結局、授業を受けずにずっと寝てしまっていた。

「っぁー、ねみぃ」
「えっ、あんだけ寝といて」

 背伸びをして欠伸を漏らすと、横で翔太が呆れた顔をする。

「……あれから、なんもなかったか?」
「いや、特に何も。そういえばさっき、色々助けてくれてサンキュ」
「別に。あいつら気に食わなかったし。…お前、気をつけろよ」

 笑みを浮かべて礼を述べてくる翔太に真剣な顔でそう返す。翔太はここに来たばかりで、まだ親衛隊の恐ろしさを知らないからこうやって笑っていられる。…できれば、知らないままでいてほしいところだ。かと言って俺がずっと傍にいてやることも勿論できない。俺といることで、少なからず翔太い悪意が向いているのだから、距離を置いたほうがいいのかもしれないけど。でもクソ副会長とクソ会長が絡んできて抵抗もできないまま生徒会室に連れて行ってしまったりしたら、状況は悪化してしまう。

「…淳也?」
「あ?」
「ボーッとしてどうした?」
「…ああ、いや、なんでもない。兎に角、生徒会の奴らを見かけたら人目のあるところではあんまり話すなよ」
「おう。気をつけとく。まあ気にしすぎだと思うけど」
「お前なあ」

 思わず語尾を強めてしまい、慌てて口を閉じる。俺は、翔太と恋人の関係になれないかもしれないけど、それでも翔太にはいつでも笑顔でいてほしい。中途半端に言葉を口にした俺を不思議そうに見る翔太にかぶりを振って笑うと、ますます不思議そうになる。

「じゃ、帰るか」
「そうだな。あ、ノートいる?」
「サンキュ、貸してもらうわ」

 今日一日分のノートを受け取り、鞄に入れると立ち上がる。窓からクソ会長の姿と親衛隊っぽい奴が立っているのを見つけてしまい顔を歪める。教室のドアのところで翔太が俺を呼ぶ。窓から視線を外し、教室を出た。

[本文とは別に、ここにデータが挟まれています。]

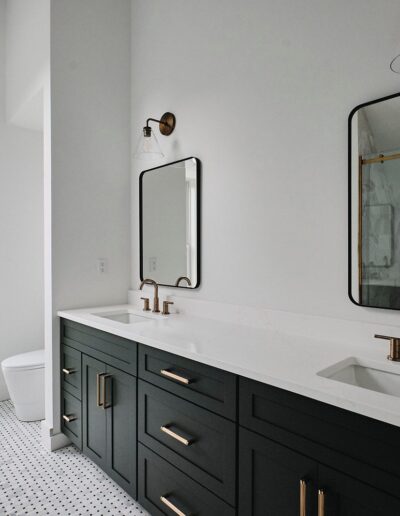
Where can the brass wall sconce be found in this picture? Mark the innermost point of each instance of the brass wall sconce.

 夕飯を食べて明日の買い出しに行った帰り、どこからか人の話し声と物音が聞こえた。不審に思って辺りを見回す。ガタガタと激しく鳴る音。……親衛隊の制裁や誰かを襲っている可能性がある。耳を澄ませて音に近づき、談話室のドアを開くと、予想外の光景が広がっていた。ドアが開いたことで中にいる二人がこっちを向いた。――乱れた服の可愛らしい男、そしてそいつに覆い被さっているのは……。

「クソ会長…」

 クソ会長は俺を見ると、にやりと口角を上げた。